SEATTLE – Microsoft Corp. said its fiscal first-quarter earnings rose 11 percent, beating analysts’ expectations, as the company benefited from computer and server shipments that were stronger than expected.
But shares in the firm fell in after-hours trading as analysts expressed concern about the prospects for long-term contracts.
For the three months ended Sept. 30, the Redmond company reported earnings of $2.90 billion, or 27 cents a share, compared with earnings of $2.61 billion, or 24 cents a share, in the same period a year earlier.
The most recent quarterly earnings included a stock-based compensation expense of 5 cents a share. Without that, the company would have reported earnings of 32 cents a share.
Analysts polled by Thomson First Call had been expecting earnings of 30 cents a share, with estimates between 29 cents and 32 cents a share, on revenue of nearly $9 billion.
Revenue was $9.19 billion, up 12 percent over $8.22 billion a year earlier.
Analyst Jamie Friedman with Fulcrum Global Partners said the company’s quarterly numbers looked good, but said Wall Street would likely be concerned about Microsoft’s unearned revenue figures.
The numbers, which reflect contracts that are signed but not immediately recognizable as revenue, declined more sharply than he would have liked.
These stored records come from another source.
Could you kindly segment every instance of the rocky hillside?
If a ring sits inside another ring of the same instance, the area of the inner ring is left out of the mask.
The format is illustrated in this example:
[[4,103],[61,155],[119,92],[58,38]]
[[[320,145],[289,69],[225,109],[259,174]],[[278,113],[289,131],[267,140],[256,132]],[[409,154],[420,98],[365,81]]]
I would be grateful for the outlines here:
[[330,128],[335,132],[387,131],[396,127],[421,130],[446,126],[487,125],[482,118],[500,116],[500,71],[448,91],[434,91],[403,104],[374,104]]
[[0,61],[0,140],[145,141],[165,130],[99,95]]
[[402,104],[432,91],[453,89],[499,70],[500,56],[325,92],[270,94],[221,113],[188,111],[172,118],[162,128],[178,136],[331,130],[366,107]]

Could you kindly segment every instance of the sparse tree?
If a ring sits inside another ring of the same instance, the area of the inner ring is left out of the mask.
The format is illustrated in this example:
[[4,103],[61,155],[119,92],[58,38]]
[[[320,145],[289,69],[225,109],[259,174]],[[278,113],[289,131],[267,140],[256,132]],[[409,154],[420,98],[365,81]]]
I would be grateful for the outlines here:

That raises concerns that the company doesn’t have enough major new products in the works to lure corporate customers into renewing long-term contracts.
Microsoft doesn’t expect to ship a new version of its dominant Windows operating system until 2006, and the next big upgrade for its server product isn’t expected until 2007.
“The company looks like it needs products,” he said.
Microsoft’s chief financial officer, John Connors, said the company’s quarterly performance was helped by strong personal computer shipments, which grew 10 percent in the quarter rather than 6 percent to 8 percent, as the company had been projecting. Server shipments were also slightly higher than expected, he said.
For the full 2005 fiscal year, Microsoft said it expects revenue of $38.9 billion to $39.2 billion, up slightly from a previous estimate of $38.4 billion to $38.8 billion. Earnings per share are expected to be $1.07 to $1.09, also up slightly from an earlier estimate of $1.05 to $1.08.